The constraints for this problem state that the values stored in each node of the linked list are 0 <= Node.val <= 9. Can we use it anyhow? This constraint can be used to our advantage in designing an efficient algorithm for determining whether the LL is a palindrome. We'll require a constructive approach initially, followed by a disruptive one towards the end.

Let's try + and -

• If the length of LL is even, process all the nodes.

• If the length of LL is odd, skip the middle node.

• Initially, sum=0

• Add the values of nodes up to the middle of the LL. Subtract the values of nodes after the middle. If the sum=0 at the end, then it's a palindrome.

This approach considers the string 1->2->3->2->1 a valid palindrome.

Unfortunately, 1->2->3->1->2 is also considered as a palindrome, which is incorrect.

Let's try * and /

• If the length of LL is even, process all the nodes.

• If the length of LL is odd, skip the middle node.

• Initially, product=0

• Multiply up to the middle of the LL and divide after the middle of the LL. If the result is one at the end, it's a palindrome.

This approach considers the string 1->2->6->3->6->2->1 a valid palindrome.

Unfortunately, 1->2->6->3->4->3->1 is also considered as a palindrome, which is incorrect.

LIMITATION:

Here, we can not use 0 as a multiplier or divisor.

Create a decimal number using LL node values.

We desire an initial constructive approach followed by a gradual disruption. So:

1. If the length of LL is even, process all the nodes.

2. If the length of LL is odd, skip the middle node.

3. Initially, decNum=0

4. Up to the middle of the LL, multiply each node value by ten and add it to the decNum.

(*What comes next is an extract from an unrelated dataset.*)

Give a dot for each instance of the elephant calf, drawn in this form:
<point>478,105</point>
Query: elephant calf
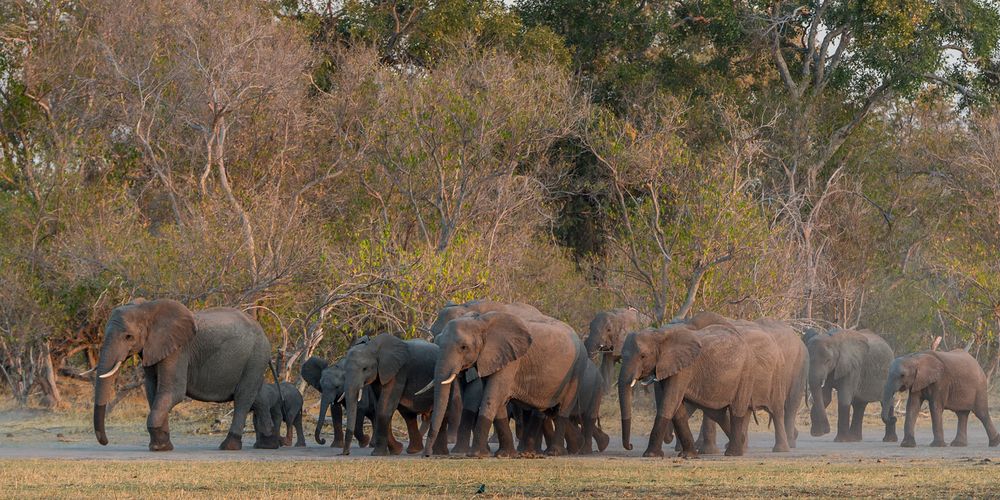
<point>286,408</point>
<point>950,380</point>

5. From the middle of the LL, extract the unit place value using the modulo operator (%) and compare it with the slow pointer.

6. If both are matching, proceed.

7. Else, not a palindrome.

def isPalindrome(self, head):
        """
        :type head: ListNode
        :rtype: bool
        """
        # first find middle node of LL
        slow=head
        fast=head

        # get decimal representation of half the LL
        decimalNum=0

        while fast and fast.next:
            decimalNum = decimalNum*10 + slow.val
            fast = fast.next.next
            slow=slow.next

        # If fast implies LL is of odd length
        if fast:
            slow=slow.next

        # while moving slow ahead, check last digit of decimalNum
        while slow :
            if slow.val != decimalNum%10:
                return False
            decimalNum //= 10
            slow=slow.next

        return True

Complexity: Time complexity is O(n) and Space complexity is O(1)

Conclusion

To conclude, palindromes in a singly linked list can be detected using various approaches. The decimal number approach offers an optimal solution with a time complexity of O(n) and space complexity of O(1). It performs better than the naïve approach and the two-pointer strategy, which require additional memory. Unlike the slow-fast pointer strategy with a partial reversal, it does not modify the input LL.